1. The plaintiffs allege that they sold 25,000 cocoanuts to defendants at Rs. 41 a thousand, that the defendants agreed to remove the cocoanuts from plaintiffs' warehouse within 4 days, that the defendants did not remove them and therefore plaintiffs after notice to defendants sold the cocoanuts by auction at Rs. 35 a thousand. Plaintiffs sued defendants for the amount of the loss on the re-sale. Defendants denied the sale to them, but the Subordinate Judge made a decree for plaintiffs as sued for. Defendants 2, 3 and 4 pray for revision.
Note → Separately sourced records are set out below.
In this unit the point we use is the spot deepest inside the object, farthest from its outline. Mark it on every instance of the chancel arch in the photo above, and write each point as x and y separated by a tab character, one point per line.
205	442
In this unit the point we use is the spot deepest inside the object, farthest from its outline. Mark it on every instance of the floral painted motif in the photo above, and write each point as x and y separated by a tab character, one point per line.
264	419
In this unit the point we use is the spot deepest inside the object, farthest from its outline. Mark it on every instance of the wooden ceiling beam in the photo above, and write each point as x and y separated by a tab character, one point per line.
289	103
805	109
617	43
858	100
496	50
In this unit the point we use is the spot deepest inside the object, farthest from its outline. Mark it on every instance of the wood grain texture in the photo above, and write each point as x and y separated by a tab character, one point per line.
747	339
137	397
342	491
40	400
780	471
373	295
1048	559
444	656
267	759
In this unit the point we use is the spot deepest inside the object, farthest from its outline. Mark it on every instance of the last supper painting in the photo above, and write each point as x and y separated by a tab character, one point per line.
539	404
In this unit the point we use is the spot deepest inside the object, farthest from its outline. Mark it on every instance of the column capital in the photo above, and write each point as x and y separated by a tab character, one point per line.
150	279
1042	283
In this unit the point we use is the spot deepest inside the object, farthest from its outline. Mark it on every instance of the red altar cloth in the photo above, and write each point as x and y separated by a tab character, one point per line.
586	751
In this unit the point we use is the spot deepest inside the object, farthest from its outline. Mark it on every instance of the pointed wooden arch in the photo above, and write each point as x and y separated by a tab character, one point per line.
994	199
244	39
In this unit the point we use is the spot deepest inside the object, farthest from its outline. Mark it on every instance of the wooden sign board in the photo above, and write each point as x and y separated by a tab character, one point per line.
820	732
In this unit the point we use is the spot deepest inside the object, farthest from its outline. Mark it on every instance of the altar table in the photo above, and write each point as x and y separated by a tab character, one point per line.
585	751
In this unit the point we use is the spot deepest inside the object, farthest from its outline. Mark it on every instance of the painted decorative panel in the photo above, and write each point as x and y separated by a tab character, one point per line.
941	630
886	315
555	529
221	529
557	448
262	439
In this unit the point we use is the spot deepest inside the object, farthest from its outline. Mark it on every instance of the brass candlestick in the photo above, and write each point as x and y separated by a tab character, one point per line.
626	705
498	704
2. It is urged before me that there was no completed contract between the parties but only negotiations for the sale of the cocoanuts and that, even if defendants agreed to buy 25,000 cocoanuts at Rs. 41 a thousand from plaintiffs, those cocoanuts were never ascertained and appropriated to the sale from among the cocoanuts in plaintiffs' warehouse. But on examining the record, I find that there is evidence, not only that defendant 4, on behalf of defendants, agreed to buy 25,000 cocoanuts at Rs. 41, but also that he inspected the cocoanuts at plaintiffs' warehouse, where they were stored in one lot and agreed to take that lot. The Subordinate Judge was entitled to find on that evidence, that the sale was complete.
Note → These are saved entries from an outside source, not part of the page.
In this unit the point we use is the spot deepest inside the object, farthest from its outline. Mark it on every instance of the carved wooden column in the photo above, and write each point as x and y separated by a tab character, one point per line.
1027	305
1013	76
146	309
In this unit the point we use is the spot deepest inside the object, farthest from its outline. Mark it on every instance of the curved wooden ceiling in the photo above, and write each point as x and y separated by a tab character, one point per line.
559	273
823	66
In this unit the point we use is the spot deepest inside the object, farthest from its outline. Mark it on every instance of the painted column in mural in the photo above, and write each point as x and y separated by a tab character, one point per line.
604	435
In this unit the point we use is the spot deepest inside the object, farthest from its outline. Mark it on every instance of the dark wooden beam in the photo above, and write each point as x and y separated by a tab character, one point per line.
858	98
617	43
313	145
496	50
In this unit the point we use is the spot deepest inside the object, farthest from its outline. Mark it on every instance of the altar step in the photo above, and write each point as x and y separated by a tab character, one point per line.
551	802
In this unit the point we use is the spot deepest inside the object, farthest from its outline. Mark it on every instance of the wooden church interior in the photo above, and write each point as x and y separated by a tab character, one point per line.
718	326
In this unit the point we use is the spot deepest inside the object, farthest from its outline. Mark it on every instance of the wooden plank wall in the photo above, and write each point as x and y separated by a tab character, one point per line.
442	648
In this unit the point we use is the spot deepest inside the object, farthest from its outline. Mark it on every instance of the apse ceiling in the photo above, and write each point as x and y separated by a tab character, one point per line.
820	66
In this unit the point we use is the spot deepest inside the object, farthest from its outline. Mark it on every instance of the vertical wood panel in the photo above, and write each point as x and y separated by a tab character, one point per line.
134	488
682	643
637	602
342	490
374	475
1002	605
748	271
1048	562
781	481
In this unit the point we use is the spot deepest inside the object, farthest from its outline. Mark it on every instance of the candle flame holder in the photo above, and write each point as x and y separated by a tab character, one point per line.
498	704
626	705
3. The only other point urged for defendants is that plaintiffs had no right to resell the cocoanuts. The argument is that they could do that under Section 107 of the Contract Act, only if they had a lien on the eoooanuts and that in this ease they bad no lien, as it does not appear that any definite time was fixed for payment. For this defendant's vakil relies on Section 96 of the Contract Act. Under that section, if the sale was on credit and no time was fixed for delivery, then plaintiffs would have had no lien and defendants would have been entitled to immediate delivery. But in this case, the time for taking delivery passed and defendants repudiated the contract. If the sale was on credit, as appears to have been the case, defendants would have had the right to immediate delivery, against which plaintiffs could not have set up any lien. But as defendants failed to take delivery within the time fixed and repudiated the contract, they cannot take advantage of the provisions of Section 96, which give the buyer a right to delivery without payment in certain circumstances. The general provision of Section 95 of the Act giving the seller a lien on sold goods remaining in his possession has effect, unless some exception applies. In the present case, the Subordinate Judge was right in finding that plaintiffs were entitled to resell the cocoanuts and recover the loss from defendants.
4. The petition is dismissed with costs of respondents 1 and 2.